JJ 12/62: Sonny Rollins – The Bridge

Sixty years ago Mike Shera noted the saxophonist's skill at motivic development, often done in reverse, from phrase to single note. First published in Jazz Journal December 1962


The title of this album not only refers to the bridge in New York where Rollins did much of his practising dur­ing his two-year retirement, but also to this album being the first he has made in over three years – the bridge between the old and the new Rollins. Not that he has changed his style much – only certain aspects have been altered. For instance, his tone is now even richer and the occasional distortions and squeaks have been eliminated.

Also, in addition to his conception of the solo as an organic whole rather than as a series of choruses each independent of the one preceding and following it, Rollins has further developed his ability to extract the last ounce of meaning from a particular phrase taken from the melody of the song.

This is well illustrated on “Without A Song”, where he plays several choruses built around one phrase from the original melody. At other times, as in his early solo choruses on “John S.”, he will repeat the same phrase over and over again, and in this case he eventually reduces it to a single note. Few musicians would have the courage to attempt this sort of thing, for if it fails, the effect is nothing short of disastrous.

His playing of ballads was always a particular delight, and his solos on “Where Are You” and “The Child” are finely wrought and beautifully executed examples of his slow tempo work. The flair for unusual tunes is also well illustrated here – until Rollins played it, I had never thought of “Without A Song” as a vehicle for modern jazz improvisation.
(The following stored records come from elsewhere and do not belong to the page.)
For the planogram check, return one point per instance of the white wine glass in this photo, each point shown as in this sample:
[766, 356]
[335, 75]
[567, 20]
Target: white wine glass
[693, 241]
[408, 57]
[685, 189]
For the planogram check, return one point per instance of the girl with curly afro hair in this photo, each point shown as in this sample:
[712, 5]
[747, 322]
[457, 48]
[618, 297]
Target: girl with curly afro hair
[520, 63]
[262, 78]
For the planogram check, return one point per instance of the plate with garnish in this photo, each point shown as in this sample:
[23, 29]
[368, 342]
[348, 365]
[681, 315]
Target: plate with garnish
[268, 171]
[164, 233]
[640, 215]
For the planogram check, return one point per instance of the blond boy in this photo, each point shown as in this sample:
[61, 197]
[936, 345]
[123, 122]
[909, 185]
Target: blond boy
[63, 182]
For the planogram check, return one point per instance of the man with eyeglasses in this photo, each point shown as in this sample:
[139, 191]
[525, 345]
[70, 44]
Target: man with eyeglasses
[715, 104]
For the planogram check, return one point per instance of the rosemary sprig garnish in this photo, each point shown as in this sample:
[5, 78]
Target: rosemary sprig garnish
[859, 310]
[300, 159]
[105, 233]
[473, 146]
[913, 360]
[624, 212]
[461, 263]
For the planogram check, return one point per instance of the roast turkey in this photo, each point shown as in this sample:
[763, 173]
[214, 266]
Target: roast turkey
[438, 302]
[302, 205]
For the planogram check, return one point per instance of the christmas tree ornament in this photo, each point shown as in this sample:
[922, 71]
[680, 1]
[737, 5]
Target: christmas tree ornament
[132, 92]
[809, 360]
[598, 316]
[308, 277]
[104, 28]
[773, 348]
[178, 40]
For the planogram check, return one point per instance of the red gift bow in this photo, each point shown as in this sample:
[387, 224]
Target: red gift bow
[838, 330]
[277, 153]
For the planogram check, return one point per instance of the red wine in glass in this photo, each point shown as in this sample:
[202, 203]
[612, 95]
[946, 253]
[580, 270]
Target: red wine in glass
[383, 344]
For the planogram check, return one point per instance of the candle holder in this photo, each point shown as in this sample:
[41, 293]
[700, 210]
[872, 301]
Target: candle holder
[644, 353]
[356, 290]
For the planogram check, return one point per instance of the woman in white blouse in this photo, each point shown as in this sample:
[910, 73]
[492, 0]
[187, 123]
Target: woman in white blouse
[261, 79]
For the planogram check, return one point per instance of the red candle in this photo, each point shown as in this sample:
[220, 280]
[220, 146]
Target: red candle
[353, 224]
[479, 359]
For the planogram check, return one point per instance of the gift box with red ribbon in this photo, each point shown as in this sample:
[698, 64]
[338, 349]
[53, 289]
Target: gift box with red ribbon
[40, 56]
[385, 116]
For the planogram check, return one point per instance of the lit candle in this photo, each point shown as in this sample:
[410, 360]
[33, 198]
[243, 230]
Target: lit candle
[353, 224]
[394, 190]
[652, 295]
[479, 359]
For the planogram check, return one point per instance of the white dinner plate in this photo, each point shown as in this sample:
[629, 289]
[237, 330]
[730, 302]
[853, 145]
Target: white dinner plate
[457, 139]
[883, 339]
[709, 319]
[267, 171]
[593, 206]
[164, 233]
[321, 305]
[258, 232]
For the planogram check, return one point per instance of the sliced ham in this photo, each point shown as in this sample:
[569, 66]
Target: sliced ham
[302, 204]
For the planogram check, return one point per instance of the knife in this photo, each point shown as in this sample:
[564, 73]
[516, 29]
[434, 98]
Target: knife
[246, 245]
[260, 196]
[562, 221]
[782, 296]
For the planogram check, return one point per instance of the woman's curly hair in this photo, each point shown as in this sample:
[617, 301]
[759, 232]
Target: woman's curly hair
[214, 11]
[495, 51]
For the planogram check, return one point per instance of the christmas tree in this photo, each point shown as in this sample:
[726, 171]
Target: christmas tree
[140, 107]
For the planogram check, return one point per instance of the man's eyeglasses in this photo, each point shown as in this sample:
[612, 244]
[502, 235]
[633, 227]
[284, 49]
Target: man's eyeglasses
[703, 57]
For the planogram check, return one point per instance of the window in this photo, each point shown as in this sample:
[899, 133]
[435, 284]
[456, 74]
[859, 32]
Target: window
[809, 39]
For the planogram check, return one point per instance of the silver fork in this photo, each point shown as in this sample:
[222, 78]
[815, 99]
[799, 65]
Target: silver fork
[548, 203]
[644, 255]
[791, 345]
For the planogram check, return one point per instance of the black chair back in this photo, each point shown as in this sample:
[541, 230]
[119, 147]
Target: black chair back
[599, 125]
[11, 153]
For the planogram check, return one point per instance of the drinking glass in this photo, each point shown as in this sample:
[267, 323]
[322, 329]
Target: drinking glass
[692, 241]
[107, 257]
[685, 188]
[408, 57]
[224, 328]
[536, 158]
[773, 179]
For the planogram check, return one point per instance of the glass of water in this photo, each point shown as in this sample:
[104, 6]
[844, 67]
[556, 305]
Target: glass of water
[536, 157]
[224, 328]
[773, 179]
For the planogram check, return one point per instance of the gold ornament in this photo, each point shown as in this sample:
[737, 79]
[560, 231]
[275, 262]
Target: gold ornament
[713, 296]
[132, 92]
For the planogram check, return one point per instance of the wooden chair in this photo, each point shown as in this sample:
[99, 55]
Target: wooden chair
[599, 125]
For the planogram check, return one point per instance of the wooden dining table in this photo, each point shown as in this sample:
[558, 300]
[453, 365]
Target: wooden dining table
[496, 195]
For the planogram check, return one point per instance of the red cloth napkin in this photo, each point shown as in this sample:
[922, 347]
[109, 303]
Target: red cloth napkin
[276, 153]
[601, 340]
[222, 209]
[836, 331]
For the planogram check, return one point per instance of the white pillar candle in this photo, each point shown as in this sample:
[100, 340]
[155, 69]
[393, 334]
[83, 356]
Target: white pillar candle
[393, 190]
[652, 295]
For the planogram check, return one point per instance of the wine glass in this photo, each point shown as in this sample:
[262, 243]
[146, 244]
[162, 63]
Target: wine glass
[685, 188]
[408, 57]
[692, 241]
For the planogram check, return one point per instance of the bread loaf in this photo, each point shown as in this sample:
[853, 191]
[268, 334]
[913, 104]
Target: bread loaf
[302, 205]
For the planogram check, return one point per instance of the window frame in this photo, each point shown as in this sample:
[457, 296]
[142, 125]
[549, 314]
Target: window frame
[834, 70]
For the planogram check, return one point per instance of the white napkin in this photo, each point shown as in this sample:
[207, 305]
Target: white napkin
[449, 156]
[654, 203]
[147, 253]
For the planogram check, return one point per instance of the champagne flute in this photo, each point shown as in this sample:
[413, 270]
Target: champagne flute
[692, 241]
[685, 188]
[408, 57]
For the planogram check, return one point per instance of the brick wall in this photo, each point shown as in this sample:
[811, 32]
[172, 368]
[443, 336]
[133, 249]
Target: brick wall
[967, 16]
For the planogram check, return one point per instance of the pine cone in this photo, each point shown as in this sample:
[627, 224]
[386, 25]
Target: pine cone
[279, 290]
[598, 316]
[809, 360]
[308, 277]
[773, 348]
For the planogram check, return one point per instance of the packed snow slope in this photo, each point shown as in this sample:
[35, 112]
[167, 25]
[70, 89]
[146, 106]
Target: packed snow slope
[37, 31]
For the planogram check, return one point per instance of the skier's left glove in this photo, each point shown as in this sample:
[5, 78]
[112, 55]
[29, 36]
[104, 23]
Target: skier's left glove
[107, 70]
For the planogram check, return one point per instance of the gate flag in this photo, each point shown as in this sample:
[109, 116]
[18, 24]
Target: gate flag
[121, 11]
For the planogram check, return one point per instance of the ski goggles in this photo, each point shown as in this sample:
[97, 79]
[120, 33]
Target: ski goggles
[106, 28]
Jim Hall is a good guitarist, though his tone is sometimes muffled – but this may be due to the recording. As an accompanist, he is deft and very help­ful to Rollins, as a soloist he is compet­ent, but not in the same class as the leader. Cranshaw plays excellent bass throughout, and although the volcanic drumming of Ben Riley is more subdued with this group than it was with the Eddie Davis-Johnny Griffin Quintet, he swings just as much.

Of the six tracks, only “You Do” is not an unqualified success; neither Rollins’ nor Hall’s solo flows easily, and both play rather dis­jointedly.

(a) Without A Song; (a) Where Are You?; (a) John S. (21 min) – (a) The Bridge; (b) God Bless The Child; (a) You Do Something To Me (20 min)
(a) Sonny Rollins (ten); Jim Hall (g); Bob Cranshaw (bs); Ben Riley (d).
(b) as for (a), except H. T. Saunders (d) replaces Riley. N.Y.C., late 1961.